En 2022, R. Mc Gregor, spécialiste de l’Asie, écrivait : « S’il fallait une preuve que la loyauté l’emporte sur la méritocratie dans la Chine de Xi, la promotion de Li Qiang en est une ». Ce constat s’étend à tous les régimes autoritaires, et, aujourd’hui, à l’Amérique de Trump…
Lors de son procès à Jérusalem, en 1961, l’ancien officier SS Adolf Eichmann fut décrit par l’un des témoins de la défense comme vouant une « admiration sans limite et immodérée » à Hitler, ce caporal suppléant devenu chancelier du Reich. Lui-même, sans formation, sans diplôme, était parvenu au grade « prestigieux » d’Obersturmbannfürher, grâce à son zèle et sa loyauté sans faille envers le führer, via le système hiérarchique nazi. La philosophe Hannah Arendt a décrit ce phénomène, sans vraiment l’expliquer, dans son célèbre essai « La banalité du mal ». Mais comment comprendre une telle loyauté de la part d’un homme immoral envers un criminel effroyable ?
La loyauté est souvent confondue, à tort, avec la fidélité. En réalité, les nuances sont nombreuses entre ces deux conduites humaines. La fidélité s’apparente à une constance dans le temps concernant un engagement, un sentiment ou une opinion. En ce sens, la fidélité est la disposition d’une personne à ne pas varier au gré des circonstances, et à entretenir des relations stables avec les choses ou avec les êtres vivants. Ainsi, on peut être fidèle à sa marque de shampoing ou à son banquier…
La loyauté, un fait psychologique
La relation de loyauté unit strictement deux individus et est unilatérale. Elle se joue de façon subtile et verticale d’un « disciple » envers un « maître ». Le maître apparaît comme un élément structurant et fondateur de la personnalité du disciple : Il lui a montré la voie, a reconnu ses qualités, et surtout, lui a donné sa confiance. Cette confiance est la clé du lien de loyauté qui unit alors le disciple à son maître : Elle ne peut pas être trahie, car la bafouer reviendrait à s’annihiler soi-même. La loyauté est ainsi ramenée, non pas à une disposition, une qualité intrinsèque du disciple, mais à un fait d’ordre purement psychologique. Dès lors, et contrairement à la fidélité, elle n’est ni bonne, ni mauvaise, la psychologie n’étant pas commandée par la morale. La loyauté n’est pas une vertu!

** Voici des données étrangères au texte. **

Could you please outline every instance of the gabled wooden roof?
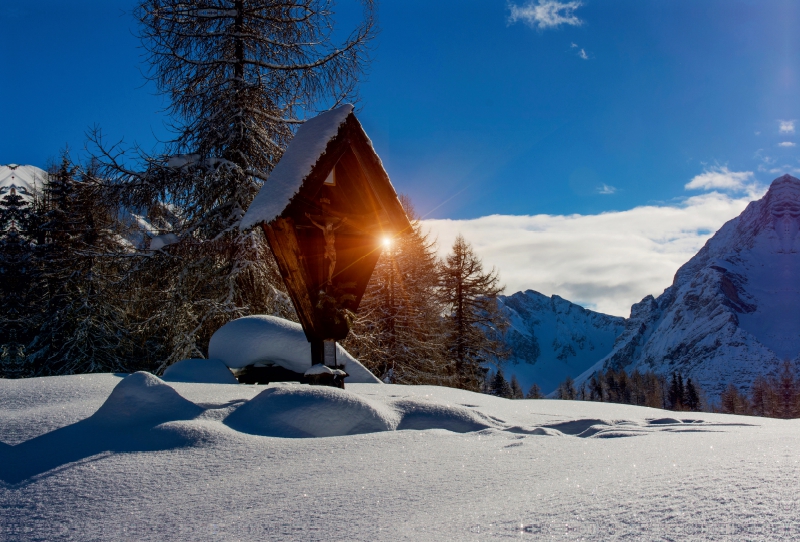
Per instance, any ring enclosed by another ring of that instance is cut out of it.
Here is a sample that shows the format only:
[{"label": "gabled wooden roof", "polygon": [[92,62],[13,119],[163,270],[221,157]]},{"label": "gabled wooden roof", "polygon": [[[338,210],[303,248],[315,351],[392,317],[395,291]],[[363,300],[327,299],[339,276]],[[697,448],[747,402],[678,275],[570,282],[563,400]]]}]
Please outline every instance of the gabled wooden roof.
[{"label": "gabled wooden roof", "polygon": [[345,104],[308,120],[297,130],[280,162],[247,209],[240,229],[272,222],[288,210],[295,198],[308,197],[315,192],[348,147],[357,149],[364,173],[393,221],[394,229],[402,231],[409,227],[372,141],[353,114],[353,106]]},{"label": "gabled wooden roof", "polygon": [[[326,182],[327,181],[327,182]],[[336,266],[328,284],[325,241],[312,217],[336,230]],[[389,176],[353,107],[309,120],[289,144],[242,220],[261,224],[306,337],[343,339],[317,307],[323,291],[346,292],[355,311],[381,253],[383,238],[410,230]],[[338,295],[338,294],[335,294]],[[338,328],[337,328],[338,329]]]}]

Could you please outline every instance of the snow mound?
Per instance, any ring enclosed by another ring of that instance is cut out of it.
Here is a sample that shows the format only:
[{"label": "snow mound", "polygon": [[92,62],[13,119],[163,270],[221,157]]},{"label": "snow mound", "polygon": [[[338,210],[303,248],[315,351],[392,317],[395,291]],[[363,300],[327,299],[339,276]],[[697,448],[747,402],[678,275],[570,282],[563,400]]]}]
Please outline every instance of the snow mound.
[{"label": "snow mound", "polygon": [[461,406],[442,405],[422,400],[406,399],[395,402],[401,421],[397,430],[446,429],[454,433],[470,433],[488,429],[494,424],[477,412]]},{"label": "snow mound", "polygon": [[286,209],[314,164],[325,154],[328,142],[336,137],[339,127],[352,111],[353,106],[345,104],[300,126],[280,162],[247,209],[239,226],[241,230],[261,222],[271,222]]},{"label": "snow mound", "polygon": [[[338,344],[336,356],[350,375],[345,378],[345,383],[381,383]],[[311,368],[311,344],[302,326],[296,322],[277,316],[245,316],[228,322],[211,336],[208,357],[221,360],[231,369],[254,364],[280,365],[304,374]]]},{"label": "snow mound", "polygon": [[225,424],[269,437],[334,437],[392,431],[397,414],[379,403],[338,388],[268,388],[233,411]]},{"label": "snow mound", "polygon": [[165,382],[197,384],[238,384],[230,369],[219,359],[182,359],[173,363],[161,377]]},{"label": "snow mound", "polygon": [[160,378],[140,371],[117,384],[91,420],[109,425],[158,425],[190,420],[202,411]]},{"label": "snow mound", "polygon": [[470,433],[501,425],[459,405],[419,398],[386,403],[338,388],[302,385],[270,387],[233,411],[224,423],[242,433],[284,438],[405,429]]}]

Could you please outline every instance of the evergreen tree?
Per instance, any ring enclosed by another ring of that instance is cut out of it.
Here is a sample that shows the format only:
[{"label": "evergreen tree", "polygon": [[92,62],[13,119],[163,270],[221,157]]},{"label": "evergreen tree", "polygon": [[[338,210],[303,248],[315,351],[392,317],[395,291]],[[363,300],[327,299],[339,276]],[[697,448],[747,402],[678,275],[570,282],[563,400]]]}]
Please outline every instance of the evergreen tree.
[{"label": "evergreen tree", "polygon": [[778,376],[778,394],[780,398],[780,417],[789,419],[798,417],[797,380],[792,365],[785,361]]},{"label": "evergreen tree", "polygon": [[110,256],[123,247],[96,196],[66,155],[44,188],[44,242],[35,257],[41,311],[27,347],[35,374],[124,368],[124,312]]},{"label": "evergreen tree", "polygon": [[525,399],[543,399],[544,395],[542,394],[542,388],[539,387],[538,384],[534,383],[531,385],[531,389],[528,390],[528,394],[525,396]]},{"label": "evergreen tree", "polygon": [[670,410],[682,410],[686,402],[685,390],[683,387],[683,377],[677,373],[672,373],[672,382],[669,387],[669,408]]},{"label": "evergreen tree", "polygon": [[0,199],[0,378],[31,376],[26,347],[36,329],[38,274],[30,204],[9,189]]},{"label": "evergreen tree", "polygon": [[519,380],[517,380],[517,375],[511,375],[511,398],[512,399],[524,399],[525,394],[522,392],[522,386],[519,385]]},{"label": "evergreen tree", "polygon": [[386,382],[449,385],[435,243],[400,199],[412,229],[381,254],[343,346]]},{"label": "evergreen tree", "polygon": [[513,390],[505,376],[503,376],[503,369],[498,368],[494,375],[494,379],[492,380],[492,395],[505,399],[513,399]]},{"label": "evergreen tree", "polygon": [[701,408],[700,394],[691,378],[686,380],[686,407],[693,412],[697,412]]},{"label": "evergreen tree", "polygon": [[497,306],[503,291],[498,283],[497,272],[484,272],[472,246],[459,235],[441,266],[440,283],[446,344],[458,387],[478,390],[481,365],[508,356],[500,340],[507,324]]},{"label": "evergreen tree", "polygon": [[600,370],[592,375],[592,378],[589,379],[589,400],[590,401],[605,401],[606,393],[605,393],[605,385],[603,382],[605,379],[603,378],[603,371]]},{"label": "evergreen tree", "polygon": [[564,381],[558,386],[556,395],[559,399],[567,399],[570,401],[575,400],[577,397],[577,391],[575,390],[575,381],[571,376],[565,378]]},{"label": "evergreen tree", "polygon": [[617,381],[617,373],[613,369],[608,369],[605,374],[605,391],[608,396],[608,402],[619,403],[619,382]]}]

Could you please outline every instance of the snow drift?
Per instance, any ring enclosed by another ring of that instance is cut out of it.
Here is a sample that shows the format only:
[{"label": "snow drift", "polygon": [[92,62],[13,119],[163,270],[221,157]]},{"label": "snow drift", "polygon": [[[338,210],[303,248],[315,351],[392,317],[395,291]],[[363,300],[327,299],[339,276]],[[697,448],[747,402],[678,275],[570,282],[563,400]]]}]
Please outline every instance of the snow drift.
[{"label": "snow drift", "polygon": [[391,431],[397,423],[398,416],[384,405],[319,386],[266,389],[225,419],[237,431],[289,438]]},{"label": "snow drift", "polygon": [[202,411],[157,376],[140,371],[117,384],[91,419],[108,425],[152,426],[171,420],[190,420]]},{"label": "snow drift", "polygon": [[[277,316],[245,316],[228,322],[211,336],[208,356],[222,360],[232,369],[254,364],[280,365],[304,374],[311,368],[311,344],[302,326]],[[381,383],[339,344],[336,357],[350,375],[345,383]]]}]

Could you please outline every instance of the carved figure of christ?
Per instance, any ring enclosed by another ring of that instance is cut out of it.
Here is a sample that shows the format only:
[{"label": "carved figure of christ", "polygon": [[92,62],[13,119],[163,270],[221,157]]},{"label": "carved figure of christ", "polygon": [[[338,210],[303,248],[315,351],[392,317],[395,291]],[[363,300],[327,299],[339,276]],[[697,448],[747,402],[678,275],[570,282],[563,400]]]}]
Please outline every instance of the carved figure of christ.
[{"label": "carved figure of christ", "polygon": [[341,220],[338,221],[337,224],[336,220],[323,215],[322,216],[323,223],[320,224],[319,222],[314,220],[314,218],[310,214],[306,213],[306,216],[308,217],[308,219],[311,221],[312,224],[314,224],[316,227],[322,230],[322,236],[325,238],[325,259],[328,260],[327,285],[330,286],[333,283],[333,270],[336,268],[336,245],[335,245],[336,235],[334,234],[334,232],[339,228],[341,228],[342,224],[347,222],[347,218],[346,217],[342,218]]}]

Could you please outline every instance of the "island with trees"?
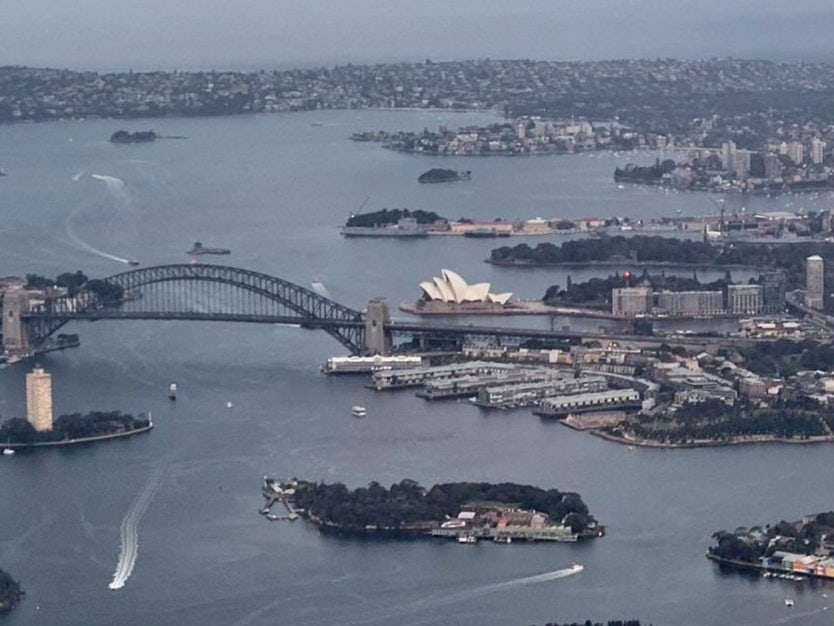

L’attachement du disciple à son maître n’a ainsi aucun fondement moral, au sens où le jugement moral n’entre pas en ligne de compte dans le lien de loyauté. La loyauté envers un criminel, telle que celle d’Eichmann envers Hitler, n’est pas rare, elle est même un fait commun dans les milieux mafieux, les cartels de la drogue, ou au sein d’organisations terroristes.
Alors, faut-il s’émerveiller devant la loyauté des Lavrov, Peskov, Medvedev, Wiles, Witkoff, Kushner et autres courtisans des grands de ce monde ? Aucunement ! Au fait, sont-ils loyaux envers ceux qu’ils servent, ou, plus prosaïquement, attachés à leurs propres intérêts ? Peu importe. Ils ont des yeux pour voir, un esprit critique pour penser, et la liberté de décider. Ils sont et seront comptables de leurs actes.